Friday, August 16, 2013
Parcel Data Sharing and Ice Cream
The discussions about open data sharing, interoperability, and web services continue to build. FGDC has published a new portal and there are new open cloud services every day. What strikes me in these discussions is that at some level we are still resolving data content issues.
Consider this scenario. What if parcel data producers, mostly local governments in the U.S. and about 6,000 different local governments, made ice cream instead of parcel data. Almost everyone loves ice cream but few understand the challenges of making large batches of consistent texture, predictably flavored ice cream.

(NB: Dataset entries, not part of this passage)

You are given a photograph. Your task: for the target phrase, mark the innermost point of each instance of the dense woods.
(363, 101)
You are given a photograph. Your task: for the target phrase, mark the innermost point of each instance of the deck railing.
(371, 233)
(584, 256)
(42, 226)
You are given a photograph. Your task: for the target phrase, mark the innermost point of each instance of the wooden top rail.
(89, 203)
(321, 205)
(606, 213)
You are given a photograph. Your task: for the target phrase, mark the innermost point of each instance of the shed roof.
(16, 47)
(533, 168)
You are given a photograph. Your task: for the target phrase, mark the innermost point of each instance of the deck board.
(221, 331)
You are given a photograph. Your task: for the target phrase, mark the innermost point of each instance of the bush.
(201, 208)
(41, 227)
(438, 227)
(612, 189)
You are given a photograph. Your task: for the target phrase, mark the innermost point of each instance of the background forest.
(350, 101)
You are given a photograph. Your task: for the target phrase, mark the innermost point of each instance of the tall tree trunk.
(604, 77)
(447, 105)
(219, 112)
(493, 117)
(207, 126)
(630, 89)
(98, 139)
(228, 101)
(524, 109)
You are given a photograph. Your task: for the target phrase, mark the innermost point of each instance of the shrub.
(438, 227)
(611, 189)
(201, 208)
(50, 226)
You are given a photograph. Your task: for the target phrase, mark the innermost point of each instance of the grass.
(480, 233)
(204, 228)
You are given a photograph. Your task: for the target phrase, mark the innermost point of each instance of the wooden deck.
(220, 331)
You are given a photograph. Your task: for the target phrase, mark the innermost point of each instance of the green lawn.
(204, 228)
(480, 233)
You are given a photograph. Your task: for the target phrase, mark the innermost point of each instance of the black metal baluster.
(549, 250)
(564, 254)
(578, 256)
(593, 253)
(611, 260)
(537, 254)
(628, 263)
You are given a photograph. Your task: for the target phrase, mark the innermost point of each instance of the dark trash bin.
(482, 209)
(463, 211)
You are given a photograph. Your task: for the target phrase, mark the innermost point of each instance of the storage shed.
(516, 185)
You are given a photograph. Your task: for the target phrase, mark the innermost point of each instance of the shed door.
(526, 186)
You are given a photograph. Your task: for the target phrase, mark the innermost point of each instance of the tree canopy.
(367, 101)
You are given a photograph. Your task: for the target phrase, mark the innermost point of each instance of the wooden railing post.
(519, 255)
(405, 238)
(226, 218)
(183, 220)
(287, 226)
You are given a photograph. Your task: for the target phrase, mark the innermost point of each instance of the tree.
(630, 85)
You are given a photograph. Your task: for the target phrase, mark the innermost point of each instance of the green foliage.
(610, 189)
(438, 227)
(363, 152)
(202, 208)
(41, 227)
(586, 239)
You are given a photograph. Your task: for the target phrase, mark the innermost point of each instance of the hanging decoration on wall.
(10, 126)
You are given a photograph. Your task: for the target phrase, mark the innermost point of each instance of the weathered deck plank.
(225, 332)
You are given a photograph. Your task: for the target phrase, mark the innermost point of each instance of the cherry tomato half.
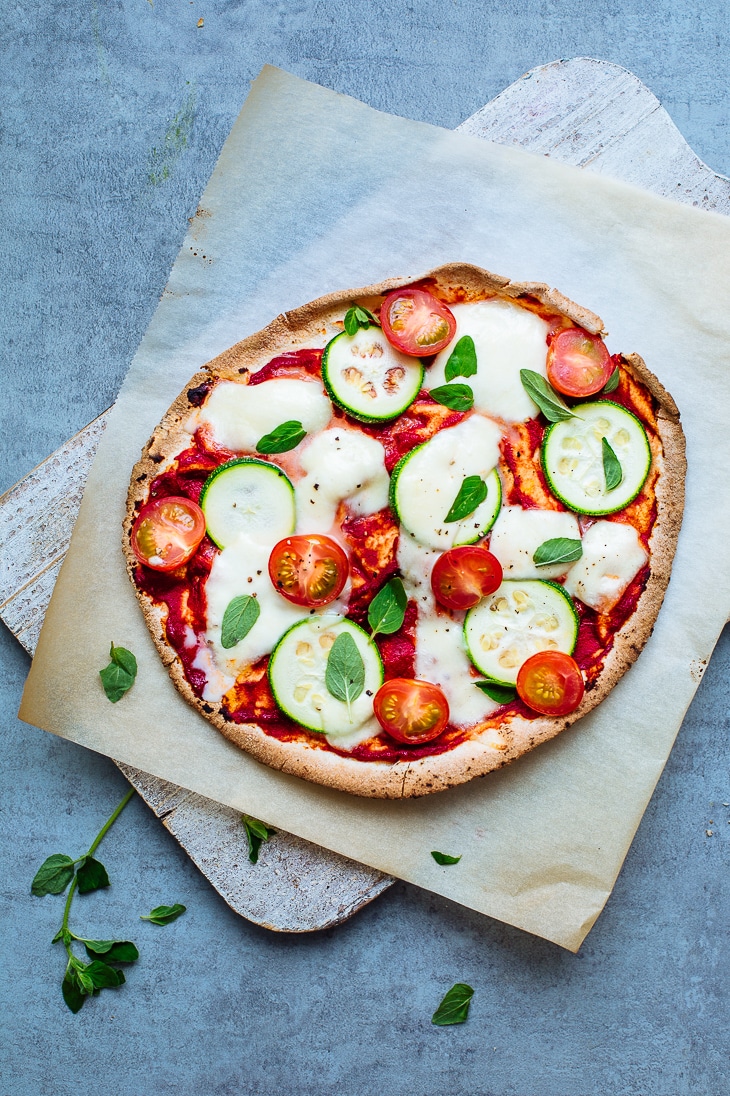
(578, 363)
(415, 322)
(551, 683)
(167, 533)
(308, 570)
(462, 577)
(411, 710)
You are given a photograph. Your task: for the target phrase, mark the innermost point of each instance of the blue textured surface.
(113, 116)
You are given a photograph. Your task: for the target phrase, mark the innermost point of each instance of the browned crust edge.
(476, 756)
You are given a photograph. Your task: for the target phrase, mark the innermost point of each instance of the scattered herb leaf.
(285, 437)
(456, 397)
(497, 692)
(455, 1006)
(612, 466)
(255, 833)
(445, 858)
(470, 495)
(558, 550)
(543, 394)
(345, 671)
(356, 318)
(612, 384)
(91, 875)
(463, 360)
(239, 618)
(387, 609)
(54, 876)
(118, 676)
(163, 914)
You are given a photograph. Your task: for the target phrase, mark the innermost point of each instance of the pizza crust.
(481, 753)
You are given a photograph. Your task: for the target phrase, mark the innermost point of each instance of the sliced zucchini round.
(297, 673)
(248, 495)
(519, 619)
(573, 457)
(367, 377)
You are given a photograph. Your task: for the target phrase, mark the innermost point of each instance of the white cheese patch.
(613, 556)
(239, 415)
(340, 464)
(506, 339)
(519, 533)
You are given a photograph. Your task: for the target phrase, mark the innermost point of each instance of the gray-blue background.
(112, 117)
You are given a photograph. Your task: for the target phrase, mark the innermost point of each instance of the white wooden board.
(584, 112)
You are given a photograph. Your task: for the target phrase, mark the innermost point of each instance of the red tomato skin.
(185, 537)
(419, 311)
(578, 363)
(551, 683)
(298, 563)
(403, 703)
(462, 577)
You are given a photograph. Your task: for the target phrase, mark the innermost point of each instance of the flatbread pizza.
(409, 532)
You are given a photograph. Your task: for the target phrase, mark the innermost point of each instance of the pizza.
(407, 533)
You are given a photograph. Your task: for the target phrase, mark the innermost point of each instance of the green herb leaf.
(455, 1006)
(72, 994)
(387, 609)
(558, 550)
(501, 694)
(163, 914)
(470, 495)
(118, 676)
(255, 833)
(445, 858)
(612, 384)
(612, 466)
(456, 397)
(112, 950)
(239, 618)
(345, 671)
(463, 360)
(356, 318)
(54, 876)
(91, 876)
(543, 394)
(285, 437)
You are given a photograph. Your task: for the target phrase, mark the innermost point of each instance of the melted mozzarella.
(613, 556)
(239, 415)
(340, 464)
(519, 533)
(506, 339)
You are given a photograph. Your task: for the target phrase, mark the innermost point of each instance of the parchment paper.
(316, 192)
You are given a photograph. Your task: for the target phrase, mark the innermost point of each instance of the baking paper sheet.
(315, 192)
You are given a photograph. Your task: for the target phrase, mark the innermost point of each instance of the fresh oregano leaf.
(54, 876)
(455, 1006)
(558, 550)
(239, 618)
(543, 394)
(255, 833)
(118, 676)
(501, 694)
(445, 858)
(612, 466)
(612, 384)
(463, 360)
(163, 914)
(387, 609)
(345, 671)
(285, 437)
(456, 397)
(91, 876)
(470, 495)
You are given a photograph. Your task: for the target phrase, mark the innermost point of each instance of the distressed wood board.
(583, 112)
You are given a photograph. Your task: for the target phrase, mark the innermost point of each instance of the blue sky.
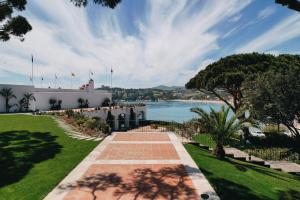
(147, 43)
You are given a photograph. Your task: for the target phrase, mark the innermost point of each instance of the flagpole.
(32, 69)
(111, 72)
(55, 81)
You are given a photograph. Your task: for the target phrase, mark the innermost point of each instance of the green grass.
(238, 180)
(35, 155)
(205, 139)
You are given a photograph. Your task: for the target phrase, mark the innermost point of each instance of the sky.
(146, 42)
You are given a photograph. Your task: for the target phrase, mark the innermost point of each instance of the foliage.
(25, 101)
(80, 101)
(7, 94)
(132, 118)
(228, 74)
(86, 103)
(275, 97)
(110, 119)
(69, 113)
(220, 126)
(273, 128)
(237, 180)
(97, 124)
(13, 26)
(106, 102)
(291, 4)
(18, 26)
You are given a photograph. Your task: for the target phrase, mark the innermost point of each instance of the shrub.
(92, 124)
(272, 128)
(80, 121)
(153, 126)
(69, 113)
(104, 128)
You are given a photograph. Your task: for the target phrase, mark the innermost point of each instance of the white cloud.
(284, 31)
(268, 11)
(172, 38)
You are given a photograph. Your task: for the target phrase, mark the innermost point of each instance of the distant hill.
(168, 88)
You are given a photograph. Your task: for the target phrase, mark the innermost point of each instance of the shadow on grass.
(146, 183)
(228, 190)
(20, 150)
(289, 195)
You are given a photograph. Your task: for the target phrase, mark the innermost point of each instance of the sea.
(176, 110)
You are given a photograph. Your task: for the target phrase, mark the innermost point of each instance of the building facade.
(68, 97)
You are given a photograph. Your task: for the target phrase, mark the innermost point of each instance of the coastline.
(199, 101)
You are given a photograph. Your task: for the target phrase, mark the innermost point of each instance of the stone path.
(72, 133)
(136, 165)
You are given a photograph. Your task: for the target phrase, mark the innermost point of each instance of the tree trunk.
(6, 105)
(219, 151)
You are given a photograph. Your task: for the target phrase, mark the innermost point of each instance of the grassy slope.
(35, 155)
(234, 179)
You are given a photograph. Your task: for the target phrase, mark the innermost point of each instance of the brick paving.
(135, 166)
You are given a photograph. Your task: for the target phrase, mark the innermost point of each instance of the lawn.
(35, 155)
(233, 179)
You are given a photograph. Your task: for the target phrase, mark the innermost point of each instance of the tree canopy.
(18, 26)
(13, 26)
(275, 97)
(229, 74)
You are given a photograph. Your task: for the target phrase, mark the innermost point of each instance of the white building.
(68, 97)
(69, 100)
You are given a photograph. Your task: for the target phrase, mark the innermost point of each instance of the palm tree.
(220, 125)
(80, 101)
(8, 94)
(25, 101)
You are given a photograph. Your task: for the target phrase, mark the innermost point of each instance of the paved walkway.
(135, 165)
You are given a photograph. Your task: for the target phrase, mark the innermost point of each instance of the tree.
(18, 26)
(291, 4)
(80, 101)
(220, 126)
(275, 97)
(132, 118)
(13, 26)
(106, 102)
(110, 120)
(228, 74)
(7, 94)
(25, 101)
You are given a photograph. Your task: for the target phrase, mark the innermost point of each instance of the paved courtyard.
(135, 165)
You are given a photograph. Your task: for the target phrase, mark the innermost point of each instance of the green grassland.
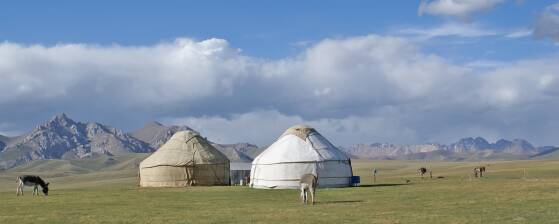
(104, 190)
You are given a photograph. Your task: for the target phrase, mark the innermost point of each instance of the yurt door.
(189, 175)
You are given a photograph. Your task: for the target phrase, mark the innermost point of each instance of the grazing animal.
(308, 183)
(34, 181)
(422, 171)
(479, 171)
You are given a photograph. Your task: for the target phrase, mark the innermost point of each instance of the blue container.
(355, 180)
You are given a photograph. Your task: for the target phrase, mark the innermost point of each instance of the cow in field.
(32, 181)
(479, 171)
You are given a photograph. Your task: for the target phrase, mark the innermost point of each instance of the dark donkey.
(34, 181)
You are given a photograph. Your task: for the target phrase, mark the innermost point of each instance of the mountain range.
(465, 149)
(64, 138)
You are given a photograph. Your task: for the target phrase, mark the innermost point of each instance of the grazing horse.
(422, 171)
(479, 170)
(308, 183)
(34, 181)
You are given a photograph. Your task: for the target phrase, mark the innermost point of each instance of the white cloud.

Locally made ice cream would reflect local tastes and preferences and would evolve with the local needs and demands.
Complicating things is each state would have rules for ice cream packaging, pricing, butter fat content, and maybe even the wafers that could be used for making ice cream cones.
A consumer might think it is a simple enough question, “I would like some vanilla ice cream.” The ice cream maker knows there are dozens and dozens of vanilla flavors from plain vanilla to French vanilla with variations including premium churned, fat free, egg free, extra creamy, triple vanilla and many others. This does not include the branded names for vanilla, which might be New York vanilla, West Coast California vanilla, and Wisconsin true vanilla.
The mix of the base ice cream, it’s composition, fat content, churning method, and other processing variations plus the vanilla flavoring itself adds much variation and nuance. For example “natural flavoring” is castoreum, which is a secretion from the castor sacs of adult North American beavers. “Real vanilla” comes from a Mexican orchid and from subspecies in Madagascar, the West Indies and South America.
Why is it so hard to just get a national vanilla ice cream based on the locally produced ice cream?
The local ice cream makers who understand the highly nuanced and local needs find it hard to even find the words to explain the variations in vanilla much less the other flavors and types of ice cream cones that are found across the nation.
With over 6,000 producers across the country, it is not unexpected that there are many variations and nuances. A simple request for a vanilla ice cream cone has many options, so does requesting parcel information.
The Business Case for a Publication Standard
The purpose of a publication standard is to describe the business uses and needs to support defined applications. The publication standard is not a random set of features and attributes. In the ice cream example every producer will have variations in vanilla and a host of other flavors but it is unlikely that every producer will have the same combination of flavors. The publication standard provides a standard data request that each producer completes as best they can.
The publication standard educates the business user as well as the data producer. It provides a way for the data producer to understand why and how data are used, it limits the number of data elements the data steward has to publish, and it makes the highly variable and highly nuanced operational data easier for the data requester to understand.
This point was made in the Fair and Equitable article “Sharing the Data You Have - Getting the Data You Need”, William Craig and Nancy von Meyer, February 2009 p 9.
“Applications that need parcel data but do not understand the finer points of parcel information cannot distinguish between taxable value and market value, much less decipher which value in the local data set contains the necessary value information.”
The National Cadastral Parcel Publication Standard
The Federal Geographic Data Committee (FGDC) Cadastral Subcommittee has a fairly in depth content standard for cadastral data. It defines the components of land descriptions, cadastral reference systems, legal measurements, corner monumentation, corner coordinate values, rights and interests, and restrictions to rights and interests. The content standard provides a checklist of information that could be included in a cadastral data system, but it is not an implementation standard and it is not a publication standard.
Recognizing that the path to implementation required building a publication standard or guideline, the Subcommittee examined several critical national business uses including hurricane and wildland fire response and recovery, economic and mortgage monitoring and response, and energy development and reclamation. These were business uses that existed across the country and could be used to define a starting national publication guideline. Each state could add to this base guideline, but a starting base was seen as one path to increased standard implementation.
The resulting guideline includes components for cadastral reference information (Public land Survey System, land Grants, Subdivisions etc.) and parcel information (real estate tax parcels and coming soon federally managed land parcels). The publication guideline or standard is not intended to be a burden to data stewards, it is intended to enhance communication and encourage the use of this valuable data set in business applications.